Need for constant check on braking efficiency
Page 25

If you've noticed an error in this article please click here to report it so we can fix it.
It is perhaps premature to write in regard to the tragic disaater at Hebden until the inquiry is completed. However, it is already known publicly that braking may have formed part of this tragedy.
For some time, we have been trying to emphasise to commercial transport operators, the need for a constant readout and check on braking efficiency. Even the most conscientious transport operator cannot ensure that any of his fleet which pass a braking efficiency test in the service bay will thereafter conform to the requirements until the next check.
Brake failure does not occur in service bays, it occurs on the road, and our suggestion has always been that a decelerometer should be fitted in the cab. Legislation in \ regard to brakes is quite clear and there is an onus on the driver, and the operator, to ensure that at all times, braking efficiency is equal to the minimum requirements, legally.
Is it to be left to the driver's discretion and feel in these matters? Why should he not have an instrument in the cab which gives him a reading at any time? We do not pretend in this suggestion there is no commercial bias—quite the contrary, our company has been making these instruments since the horse-drawn bus, but suggestions to date have fallen on stony ground. We have heard excuses from the driver's point of view, as "just another legal check" and from the operator's point of view as "another possible excuse for the driver not to operate a vehicle."

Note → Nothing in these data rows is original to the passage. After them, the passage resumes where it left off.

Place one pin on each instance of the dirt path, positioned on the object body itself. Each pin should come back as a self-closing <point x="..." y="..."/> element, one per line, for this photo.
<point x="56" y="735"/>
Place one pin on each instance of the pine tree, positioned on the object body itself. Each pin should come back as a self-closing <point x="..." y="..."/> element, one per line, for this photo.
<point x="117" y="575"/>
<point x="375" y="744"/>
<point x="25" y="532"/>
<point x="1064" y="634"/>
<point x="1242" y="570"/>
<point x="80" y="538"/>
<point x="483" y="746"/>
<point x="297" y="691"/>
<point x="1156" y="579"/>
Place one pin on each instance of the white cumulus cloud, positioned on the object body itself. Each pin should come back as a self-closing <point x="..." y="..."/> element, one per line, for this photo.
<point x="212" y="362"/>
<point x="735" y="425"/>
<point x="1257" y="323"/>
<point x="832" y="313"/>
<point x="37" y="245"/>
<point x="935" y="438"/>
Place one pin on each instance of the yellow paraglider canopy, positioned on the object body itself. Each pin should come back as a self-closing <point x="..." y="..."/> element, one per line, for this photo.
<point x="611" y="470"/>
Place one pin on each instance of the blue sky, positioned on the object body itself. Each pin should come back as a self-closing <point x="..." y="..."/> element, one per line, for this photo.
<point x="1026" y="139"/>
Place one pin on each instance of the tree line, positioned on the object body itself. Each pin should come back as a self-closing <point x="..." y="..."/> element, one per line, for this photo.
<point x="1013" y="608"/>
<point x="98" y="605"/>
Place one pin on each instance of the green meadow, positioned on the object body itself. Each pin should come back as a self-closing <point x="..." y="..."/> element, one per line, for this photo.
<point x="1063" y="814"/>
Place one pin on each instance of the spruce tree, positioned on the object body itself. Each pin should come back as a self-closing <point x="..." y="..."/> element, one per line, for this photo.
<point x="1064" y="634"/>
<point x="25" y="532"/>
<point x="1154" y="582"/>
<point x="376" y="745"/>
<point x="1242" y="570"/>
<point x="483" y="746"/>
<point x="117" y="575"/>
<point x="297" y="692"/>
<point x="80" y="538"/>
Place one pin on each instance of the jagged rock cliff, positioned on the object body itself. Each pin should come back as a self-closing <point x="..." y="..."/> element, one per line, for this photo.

It seems possible that the Hebden tragedy might prove our point, though obviously the cause must await the results of the enquiry. At least a meter in vehicles involved in such accidents could act as a black box (provided the instrument was undamaged) to show what braking efficiency was achieved before the final disaster, and we ventured to suggest that the availability of such an instrument in the cab might just possibly avoid such accidents.
D. R. WOOD, Managing Director, Tapley Meters Ltd, Totton, Southampton.